I'm Dan and this is my blog. I'm a former high school math teacher and current head of teaching at Desmos. He / him. More here.


  1. Question #2 and #3 are so much superior to question #1 for so many reasons.

    I’m pretty sure that #3 has 2 more additional concepts (shouldn’t start with a 0, and the number should be odd).

    Now if any of these questions could provide a context for why we would CARE about the relative size of numbers, that would be something else. Are these questions useful as assessment questions because they are devoid of context? Should we use a slightly different variation on them for use in our classrooms?

  2. It all depends on what you want from the question. Question 1 is actually better than the other 2 at determining if a student can determine the relative size of numbers (although, with any multiple choice question they have a 25% chance of guessing the correct answer, so a far better question for this purpose would be to have them write it ala #2). If a student gets #3 wrong you would need a whole set of other diagnostics to determine where they went wrong… do they think 02583 is a number? Did they give an even number? did they not know that there was a smaller 5 digit # to be found? Who knows? On the other hand, # 2 and # 3 are better at many other things.
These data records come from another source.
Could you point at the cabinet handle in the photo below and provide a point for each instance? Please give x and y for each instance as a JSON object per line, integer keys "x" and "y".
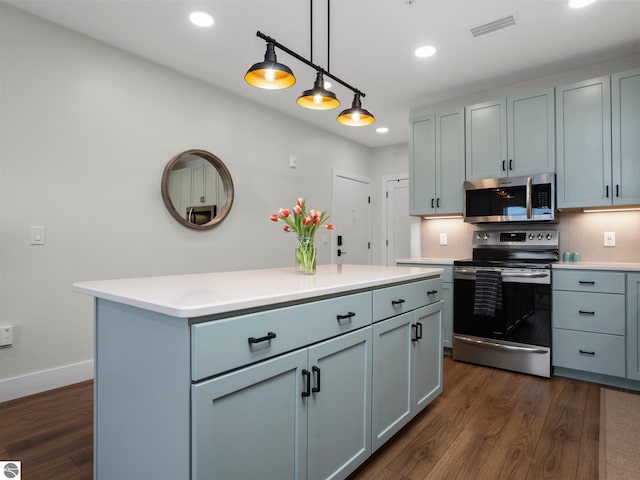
{"x": 267, "y": 337}
{"x": 307, "y": 392}
{"x": 316, "y": 389}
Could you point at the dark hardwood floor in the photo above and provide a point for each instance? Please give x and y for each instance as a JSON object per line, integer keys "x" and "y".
{"x": 487, "y": 424}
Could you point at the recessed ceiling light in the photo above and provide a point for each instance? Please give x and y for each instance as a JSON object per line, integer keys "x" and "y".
{"x": 201, "y": 19}
{"x": 580, "y": 3}
{"x": 425, "y": 51}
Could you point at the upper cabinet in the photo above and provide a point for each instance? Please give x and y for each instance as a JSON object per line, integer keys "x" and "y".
{"x": 598, "y": 148}
{"x": 512, "y": 136}
{"x": 436, "y": 164}
{"x": 625, "y": 139}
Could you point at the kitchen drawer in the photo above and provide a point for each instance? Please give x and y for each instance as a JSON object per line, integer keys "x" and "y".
{"x": 589, "y": 281}
{"x": 589, "y": 352}
{"x": 589, "y": 312}
{"x": 391, "y": 301}
{"x": 222, "y": 345}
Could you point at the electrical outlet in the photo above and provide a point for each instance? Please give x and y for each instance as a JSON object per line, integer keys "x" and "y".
{"x": 609, "y": 239}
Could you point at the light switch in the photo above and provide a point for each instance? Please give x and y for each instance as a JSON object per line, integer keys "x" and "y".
{"x": 37, "y": 235}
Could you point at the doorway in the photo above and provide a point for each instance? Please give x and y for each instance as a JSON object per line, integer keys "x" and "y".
{"x": 351, "y": 215}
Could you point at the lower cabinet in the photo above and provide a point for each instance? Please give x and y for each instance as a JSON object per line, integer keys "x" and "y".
{"x": 302, "y": 415}
{"x": 633, "y": 326}
{"x": 407, "y": 369}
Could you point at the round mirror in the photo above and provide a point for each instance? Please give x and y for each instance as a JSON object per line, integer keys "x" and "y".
{"x": 197, "y": 189}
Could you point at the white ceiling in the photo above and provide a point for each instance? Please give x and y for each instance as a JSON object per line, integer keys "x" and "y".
{"x": 371, "y": 46}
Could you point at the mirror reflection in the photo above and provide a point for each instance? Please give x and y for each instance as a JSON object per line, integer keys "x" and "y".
{"x": 197, "y": 189}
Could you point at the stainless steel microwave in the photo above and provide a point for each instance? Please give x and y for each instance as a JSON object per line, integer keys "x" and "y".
{"x": 529, "y": 198}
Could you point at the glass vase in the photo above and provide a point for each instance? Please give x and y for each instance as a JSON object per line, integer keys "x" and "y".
{"x": 306, "y": 256}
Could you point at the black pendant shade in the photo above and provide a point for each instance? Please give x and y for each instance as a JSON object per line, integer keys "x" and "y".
{"x": 270, "y": 74}
{"x": 356, "y": 116}
{"x": 318, "y": 98}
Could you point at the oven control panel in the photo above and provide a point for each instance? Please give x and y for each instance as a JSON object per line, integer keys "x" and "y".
{"x": 526, "y": 238}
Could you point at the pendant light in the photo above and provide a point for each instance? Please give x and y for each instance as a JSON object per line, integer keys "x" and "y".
{"x": 356, "y": 116}
{"x": 270, "y": 74}
{"x": 318, "y": 98}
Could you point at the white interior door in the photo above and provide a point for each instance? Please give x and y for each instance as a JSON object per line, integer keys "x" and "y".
{"x": 351, "y": 215}
{"x": 402, "y": 230}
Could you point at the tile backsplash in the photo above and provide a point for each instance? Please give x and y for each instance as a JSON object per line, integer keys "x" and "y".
{"x": 579, "y": 232}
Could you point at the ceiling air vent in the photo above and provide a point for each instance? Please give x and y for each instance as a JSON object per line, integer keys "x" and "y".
{"x": 493, "y": 26}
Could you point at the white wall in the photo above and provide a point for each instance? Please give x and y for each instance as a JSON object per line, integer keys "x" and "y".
{"x": 86, "y": 131}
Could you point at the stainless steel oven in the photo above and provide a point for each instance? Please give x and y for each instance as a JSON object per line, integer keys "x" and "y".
{"x": 502, "y": 301}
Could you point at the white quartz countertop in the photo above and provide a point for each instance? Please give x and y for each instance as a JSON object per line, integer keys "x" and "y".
{"x": 425, "y": 261}
{"x": 622, "y": 266}
{"x": 195, "y": 295}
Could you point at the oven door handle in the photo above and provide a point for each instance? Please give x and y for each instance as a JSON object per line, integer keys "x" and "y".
{"x": 484, "y": 343}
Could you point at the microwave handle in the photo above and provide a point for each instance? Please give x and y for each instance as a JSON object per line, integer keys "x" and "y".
{"x": 529, "y": 194}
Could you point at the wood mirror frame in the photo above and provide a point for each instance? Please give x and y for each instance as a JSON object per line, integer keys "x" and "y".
{"x": 226, "y": 196}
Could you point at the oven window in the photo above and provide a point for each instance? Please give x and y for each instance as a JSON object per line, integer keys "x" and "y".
{"x": 525, "y": 316}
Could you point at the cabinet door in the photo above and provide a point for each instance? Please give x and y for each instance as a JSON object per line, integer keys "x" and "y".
{"x": 486, "y": 140}
{"x": 339, "y": 408}
{"x": 422, "y": 195}
{"x": 633, "y": 326}
{"x": 391, "y": 397}
{"x": 625, "y": 125}
{"x": 251, "y": 423}
{"x": 449, "y": 165}
{"x": 583, "y": 135}
{"x": 531, "y": 133}
{"x": 427, "y": 356}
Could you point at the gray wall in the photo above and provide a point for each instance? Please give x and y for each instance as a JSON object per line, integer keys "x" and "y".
{"x": 85, "y": 132}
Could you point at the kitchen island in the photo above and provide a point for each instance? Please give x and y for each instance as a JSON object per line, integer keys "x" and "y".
{"x": 260, "y": 374}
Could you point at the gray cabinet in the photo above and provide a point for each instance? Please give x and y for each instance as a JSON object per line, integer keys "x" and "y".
{"x": 512, "y": 136}
{"x": 259, "y": 422}
{"x": 589, "y": 321}
{"x": 407, "y": 366}
{"x": 633, "y": 326}
{"x": 625, "y": 140}
{"x": 436, "y": 168}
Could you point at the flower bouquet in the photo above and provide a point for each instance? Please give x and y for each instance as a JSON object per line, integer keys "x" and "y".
{"x": 305, "y": 225}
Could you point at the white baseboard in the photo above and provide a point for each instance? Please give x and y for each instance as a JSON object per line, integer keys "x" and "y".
{"x": 16, "y": 387}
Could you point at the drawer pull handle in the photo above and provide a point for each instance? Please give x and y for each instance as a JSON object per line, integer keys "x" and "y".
{"x": 307, "y": 392}
{"x": 316, "y": 370}
{"x": 417, "y": 329}
{"x": 267, "y": 337}
{"x": 585, "y": 352}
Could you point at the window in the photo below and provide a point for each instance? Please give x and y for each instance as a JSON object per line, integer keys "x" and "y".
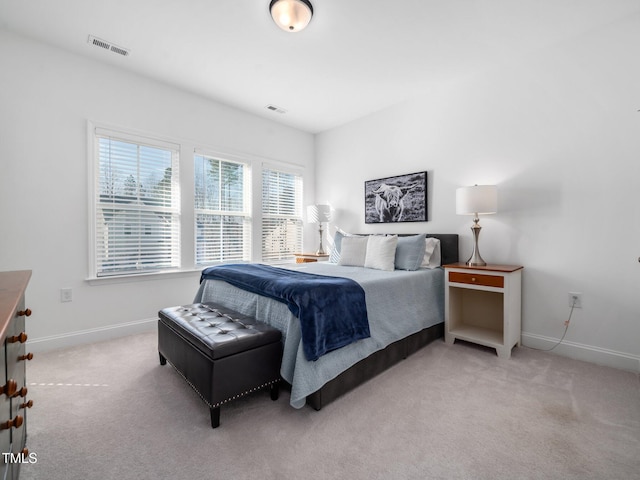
{"x": 137, "y": 214}
{"x": 222, "y": 206}
{"x": 281, "y": 214}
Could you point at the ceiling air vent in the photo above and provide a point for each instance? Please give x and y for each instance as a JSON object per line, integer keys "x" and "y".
{"x": 274, "y": 108}
{"x": 98, "y": 42}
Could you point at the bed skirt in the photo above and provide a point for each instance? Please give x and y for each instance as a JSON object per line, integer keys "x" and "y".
{"x": 373, "y": 365}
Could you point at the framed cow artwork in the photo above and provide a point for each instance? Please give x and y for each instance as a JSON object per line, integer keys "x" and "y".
{"x": 396, "y": 199}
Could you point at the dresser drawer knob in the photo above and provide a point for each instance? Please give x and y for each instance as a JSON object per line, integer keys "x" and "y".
{"x": 9, "y": 388}
{"x": 21, "y": 393}
{"x": 18, "y": 338}
{"x": 13, "y": 423}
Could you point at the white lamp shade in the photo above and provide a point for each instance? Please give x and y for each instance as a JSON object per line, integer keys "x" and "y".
{"x": 291, "y": 15}
{"x": 479, "y": 199}
{"x": 318, "y": 213}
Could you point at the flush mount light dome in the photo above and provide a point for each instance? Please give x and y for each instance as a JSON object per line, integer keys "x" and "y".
{"x": 291, "y": 15}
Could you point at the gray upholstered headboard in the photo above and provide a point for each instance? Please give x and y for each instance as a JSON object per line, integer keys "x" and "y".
{"x": 448, "y": 245}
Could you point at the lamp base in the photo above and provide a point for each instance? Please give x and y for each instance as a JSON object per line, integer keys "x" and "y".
{"x": 476, "y": 259}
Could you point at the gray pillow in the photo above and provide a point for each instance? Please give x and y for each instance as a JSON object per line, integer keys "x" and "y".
{"x": 410, "y": 252}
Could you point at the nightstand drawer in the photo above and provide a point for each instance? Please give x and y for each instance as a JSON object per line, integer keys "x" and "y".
{"x": 476, "y": 279}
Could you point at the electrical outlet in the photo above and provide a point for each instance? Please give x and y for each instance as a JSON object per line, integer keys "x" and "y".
{"x": 66, "y": 295}
{"x": 575, "y": 297}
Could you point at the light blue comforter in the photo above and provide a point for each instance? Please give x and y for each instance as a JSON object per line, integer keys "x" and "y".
{"x": 399, "y": 303}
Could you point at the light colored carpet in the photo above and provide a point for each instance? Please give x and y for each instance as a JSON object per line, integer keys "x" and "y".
{"x": 110, "y": 411}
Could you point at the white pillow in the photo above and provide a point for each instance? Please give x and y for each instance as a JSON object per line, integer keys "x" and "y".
{"x": 432, "y": 253}
{"x": 381, "y": 252}
{"x": 353, "y": 251}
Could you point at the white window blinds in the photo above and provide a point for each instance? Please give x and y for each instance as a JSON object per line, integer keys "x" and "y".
{"x": 281, "y": 214}
{"x": 222, "y": 210}
{"x": 137, "y": 214}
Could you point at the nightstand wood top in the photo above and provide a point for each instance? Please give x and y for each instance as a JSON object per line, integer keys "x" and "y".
{"x": 489, "y": 267}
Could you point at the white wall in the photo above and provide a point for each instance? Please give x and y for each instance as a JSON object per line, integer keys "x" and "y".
{"x": 557, "y": 131}
{"x": 47, "y": 97}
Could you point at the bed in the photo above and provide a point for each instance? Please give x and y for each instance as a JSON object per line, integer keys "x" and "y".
{"x": 405, "y": 313}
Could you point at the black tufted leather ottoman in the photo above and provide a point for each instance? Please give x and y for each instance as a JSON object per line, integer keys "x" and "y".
{"x": 222, "y": 354}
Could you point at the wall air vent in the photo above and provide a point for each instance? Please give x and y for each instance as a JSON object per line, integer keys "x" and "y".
{"x": 274, "y": 108}
{"x": 98, "y": 42}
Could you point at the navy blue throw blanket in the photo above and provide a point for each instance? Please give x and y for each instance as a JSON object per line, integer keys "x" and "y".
{"x": 332, "y": 310}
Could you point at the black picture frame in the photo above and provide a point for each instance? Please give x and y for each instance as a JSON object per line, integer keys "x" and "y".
{"x": 398, "y": 199}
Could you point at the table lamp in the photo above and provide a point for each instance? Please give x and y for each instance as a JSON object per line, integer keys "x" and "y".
{"x": 476, "y": 200}
{"x": 318, "y": 214}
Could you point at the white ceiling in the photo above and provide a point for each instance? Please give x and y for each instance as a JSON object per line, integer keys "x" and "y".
{"x": 355, "y": 57}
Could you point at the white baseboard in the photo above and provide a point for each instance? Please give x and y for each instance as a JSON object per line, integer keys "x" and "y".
{"x": 55, "y": 342}
{"x": 587, "y": 353}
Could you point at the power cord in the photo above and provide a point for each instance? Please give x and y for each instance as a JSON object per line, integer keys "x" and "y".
{"x": 566, "y": 327}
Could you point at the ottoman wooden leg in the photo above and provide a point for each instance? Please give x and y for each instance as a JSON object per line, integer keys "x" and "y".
{"x": 275, "y": 391}
{"x": 215, "y": 417}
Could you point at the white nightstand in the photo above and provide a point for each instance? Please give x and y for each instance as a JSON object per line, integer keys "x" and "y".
{"x": 310, "y": 257}
{"x": 483, "y": 305}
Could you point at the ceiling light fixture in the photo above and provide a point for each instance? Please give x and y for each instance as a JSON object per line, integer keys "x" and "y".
{"x": 291, "y": 15}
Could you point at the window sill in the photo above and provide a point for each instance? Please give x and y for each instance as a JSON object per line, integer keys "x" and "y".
{"x": 142, "y": 277}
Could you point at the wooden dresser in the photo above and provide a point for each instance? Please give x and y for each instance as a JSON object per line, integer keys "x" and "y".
{"x": 13, "y": 391}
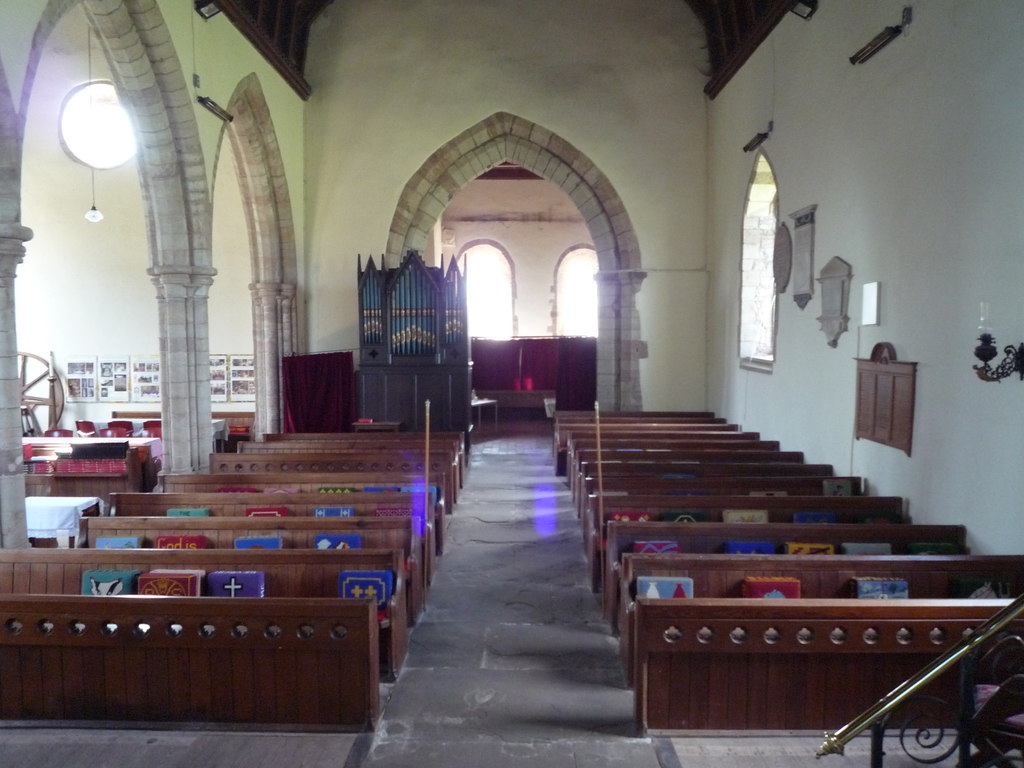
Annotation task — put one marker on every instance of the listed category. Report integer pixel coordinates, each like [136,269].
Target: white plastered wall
[613,79]
[913,160]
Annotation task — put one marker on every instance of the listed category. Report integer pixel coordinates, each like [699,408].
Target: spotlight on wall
[759,138]
[207,8]
[986,351]
[883,39]
[216,109]
[805,8]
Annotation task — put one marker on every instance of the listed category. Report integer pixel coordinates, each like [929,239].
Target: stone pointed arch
[152,85]
[506,137]
[271,236]
[13,532]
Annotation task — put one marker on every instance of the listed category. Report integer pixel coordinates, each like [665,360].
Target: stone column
[268,335]
[12,525]
[182,293]
[619,343]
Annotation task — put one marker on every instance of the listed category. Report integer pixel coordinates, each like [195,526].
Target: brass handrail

So as with any problems, the question has to be a response to “What do you want to know and why?” Is #3 far more interesting, will a student learn more by doing it? I think so, but 3 questions out of context are pretty hard to evaluate.

  3. I don’t think it makes sense to ask which question is superior. I think it is important to have questions that measure simple skills in addition to ones that measure more complex problem solving.

    If you have both then you can do some analysis on whether the students are having trouble with the basic concept or the critical thinking.

  4. I think the MA test has better designed questions in general, but comparing questions on one topic from each test smacks of politicization (don’t identify the states if you simply want to compare the questions). We in the math community especially should appreciate the need for thoughtful and objective analysis and resist stooping to this level.

    A test for the entire population should check for understanding at both a high level and a relatively low level. It make sense to compare high level question on each test (if they exist) and to compare low level questions on each test. Hear we are comparing what was probably an easier question on the CA test with what was probably not one of the easier questions on the MA test.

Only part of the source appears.